Iterative Pruning

Iterative Pruning is a technique used in machine learning to reduce the size and complexity of neural networks. It works by starting with a fully-trained model and then successively removing parts of the network that are not contributing to the accuracy of the final output. This process can reduce the amount of compute resources needed for inference, and result in better performance on unseen data. Additionally, iterative pruning encourages exploration and discovery of more efficient neural architectures by forcing researchers to identify what elements are necessary for a high-performing model. Ultimately, this technique leads to models that are faster and more accurate than those trained without pruning. Iterative pruning is an invaluable tool for machine learning practitioners seeking to create powerful neural networks with limited computing resources.

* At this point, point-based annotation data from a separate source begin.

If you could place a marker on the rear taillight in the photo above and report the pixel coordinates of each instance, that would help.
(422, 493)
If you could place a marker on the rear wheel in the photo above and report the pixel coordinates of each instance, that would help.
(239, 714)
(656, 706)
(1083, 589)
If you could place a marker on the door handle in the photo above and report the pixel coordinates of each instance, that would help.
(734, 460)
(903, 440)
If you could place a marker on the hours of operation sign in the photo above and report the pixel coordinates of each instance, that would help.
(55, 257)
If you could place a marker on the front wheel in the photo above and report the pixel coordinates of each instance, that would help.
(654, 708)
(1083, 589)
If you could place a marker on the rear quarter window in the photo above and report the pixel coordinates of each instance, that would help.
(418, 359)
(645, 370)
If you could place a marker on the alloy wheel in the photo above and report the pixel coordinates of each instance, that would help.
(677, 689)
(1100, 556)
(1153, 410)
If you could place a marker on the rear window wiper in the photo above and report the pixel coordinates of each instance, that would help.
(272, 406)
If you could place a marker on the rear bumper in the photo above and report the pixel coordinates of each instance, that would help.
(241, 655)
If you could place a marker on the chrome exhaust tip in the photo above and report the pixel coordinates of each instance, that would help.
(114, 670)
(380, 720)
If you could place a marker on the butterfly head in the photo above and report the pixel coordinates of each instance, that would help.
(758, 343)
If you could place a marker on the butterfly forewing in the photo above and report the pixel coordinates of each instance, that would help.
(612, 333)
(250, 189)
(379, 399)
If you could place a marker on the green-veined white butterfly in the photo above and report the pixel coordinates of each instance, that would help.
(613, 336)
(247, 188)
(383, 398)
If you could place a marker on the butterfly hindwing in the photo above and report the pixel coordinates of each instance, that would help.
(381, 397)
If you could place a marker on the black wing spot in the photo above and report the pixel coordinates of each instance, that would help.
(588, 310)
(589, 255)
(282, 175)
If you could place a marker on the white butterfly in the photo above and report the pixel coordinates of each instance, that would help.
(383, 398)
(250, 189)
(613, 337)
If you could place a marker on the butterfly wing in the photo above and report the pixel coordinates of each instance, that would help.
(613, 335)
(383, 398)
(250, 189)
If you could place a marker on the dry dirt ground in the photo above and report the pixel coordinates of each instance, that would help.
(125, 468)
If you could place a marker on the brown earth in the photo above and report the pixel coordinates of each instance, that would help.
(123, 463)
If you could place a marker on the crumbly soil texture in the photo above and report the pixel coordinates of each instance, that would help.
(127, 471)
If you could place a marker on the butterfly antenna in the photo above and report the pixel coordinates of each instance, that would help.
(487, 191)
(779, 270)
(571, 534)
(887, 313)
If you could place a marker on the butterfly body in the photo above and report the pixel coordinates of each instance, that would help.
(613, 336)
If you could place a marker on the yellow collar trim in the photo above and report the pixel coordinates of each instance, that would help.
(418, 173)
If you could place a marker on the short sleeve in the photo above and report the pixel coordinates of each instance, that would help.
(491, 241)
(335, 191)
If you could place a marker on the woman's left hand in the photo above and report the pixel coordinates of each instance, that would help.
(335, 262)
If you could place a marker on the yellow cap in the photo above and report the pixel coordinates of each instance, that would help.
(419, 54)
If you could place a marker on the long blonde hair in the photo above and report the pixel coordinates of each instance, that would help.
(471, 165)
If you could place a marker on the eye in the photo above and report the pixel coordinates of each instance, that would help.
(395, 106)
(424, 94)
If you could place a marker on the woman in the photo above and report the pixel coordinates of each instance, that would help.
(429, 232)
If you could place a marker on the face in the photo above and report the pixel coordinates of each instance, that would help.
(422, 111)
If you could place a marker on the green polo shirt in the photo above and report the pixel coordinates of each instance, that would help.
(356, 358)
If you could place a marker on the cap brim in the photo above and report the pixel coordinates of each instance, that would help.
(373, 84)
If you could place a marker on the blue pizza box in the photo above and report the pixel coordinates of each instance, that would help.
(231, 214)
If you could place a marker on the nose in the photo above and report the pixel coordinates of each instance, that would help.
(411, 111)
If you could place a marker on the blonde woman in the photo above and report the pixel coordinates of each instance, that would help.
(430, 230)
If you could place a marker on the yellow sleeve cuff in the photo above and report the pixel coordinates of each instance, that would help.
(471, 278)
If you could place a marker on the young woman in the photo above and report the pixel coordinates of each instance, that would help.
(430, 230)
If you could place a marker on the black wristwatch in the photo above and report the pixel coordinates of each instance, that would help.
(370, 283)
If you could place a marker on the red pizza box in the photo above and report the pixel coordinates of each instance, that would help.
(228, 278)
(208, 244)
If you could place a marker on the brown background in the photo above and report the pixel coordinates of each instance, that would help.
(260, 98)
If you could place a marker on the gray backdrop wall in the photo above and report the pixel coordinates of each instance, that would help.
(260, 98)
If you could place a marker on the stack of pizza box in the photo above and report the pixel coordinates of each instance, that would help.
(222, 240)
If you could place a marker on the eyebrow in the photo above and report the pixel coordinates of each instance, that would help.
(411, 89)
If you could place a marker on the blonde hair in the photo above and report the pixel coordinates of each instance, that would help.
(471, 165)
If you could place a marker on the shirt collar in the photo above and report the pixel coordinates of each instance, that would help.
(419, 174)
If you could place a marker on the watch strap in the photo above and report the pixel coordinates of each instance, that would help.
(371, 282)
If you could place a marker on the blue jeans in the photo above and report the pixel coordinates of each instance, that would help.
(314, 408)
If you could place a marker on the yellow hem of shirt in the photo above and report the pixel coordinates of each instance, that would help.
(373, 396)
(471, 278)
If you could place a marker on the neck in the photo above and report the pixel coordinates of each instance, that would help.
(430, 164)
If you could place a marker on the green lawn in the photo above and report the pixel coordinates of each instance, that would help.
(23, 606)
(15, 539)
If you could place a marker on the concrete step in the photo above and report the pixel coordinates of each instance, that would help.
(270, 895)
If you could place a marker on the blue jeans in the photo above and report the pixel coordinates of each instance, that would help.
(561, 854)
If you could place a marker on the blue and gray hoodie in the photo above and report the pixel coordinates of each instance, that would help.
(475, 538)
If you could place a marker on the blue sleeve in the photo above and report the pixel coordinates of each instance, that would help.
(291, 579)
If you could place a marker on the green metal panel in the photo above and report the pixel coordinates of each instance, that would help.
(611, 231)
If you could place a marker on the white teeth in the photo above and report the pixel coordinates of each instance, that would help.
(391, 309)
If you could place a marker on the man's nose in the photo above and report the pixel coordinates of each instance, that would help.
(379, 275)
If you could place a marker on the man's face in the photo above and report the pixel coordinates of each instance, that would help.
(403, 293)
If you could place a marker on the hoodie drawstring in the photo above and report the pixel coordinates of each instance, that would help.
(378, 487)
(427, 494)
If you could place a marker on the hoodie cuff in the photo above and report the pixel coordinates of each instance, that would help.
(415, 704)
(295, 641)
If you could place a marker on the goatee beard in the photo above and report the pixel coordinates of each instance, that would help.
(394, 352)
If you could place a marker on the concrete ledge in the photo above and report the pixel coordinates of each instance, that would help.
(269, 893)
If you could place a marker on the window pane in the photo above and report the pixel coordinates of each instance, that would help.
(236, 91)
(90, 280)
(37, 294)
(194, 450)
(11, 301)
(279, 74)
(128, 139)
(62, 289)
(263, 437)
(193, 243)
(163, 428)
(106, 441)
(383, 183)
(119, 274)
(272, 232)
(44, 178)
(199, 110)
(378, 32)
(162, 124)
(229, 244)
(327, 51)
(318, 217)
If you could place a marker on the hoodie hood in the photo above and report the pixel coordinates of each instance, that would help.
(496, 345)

As language models scale in size, cost, and energy and become harder to setup and use, they also become out of reach of AI groups looking to train and deploy them. With the Cerebras CS-2 enabling unstructured sparse research and language model training at scale, we have taken our first steps towards exploring sparse models and the impact they could have on industry applications. We successfully trained unstructured sparse 1.3 billion parameter GPT-3 models on Cerebras CS-2 systems and demonstrated how these models achieve competitive results at a fraction of the inference FLOPs, with our 83.8% sparse model achieving a 3x reduction in FLOPs at matching performance on the Pile, setting the stage for future work in sparse training, pruning, and inference.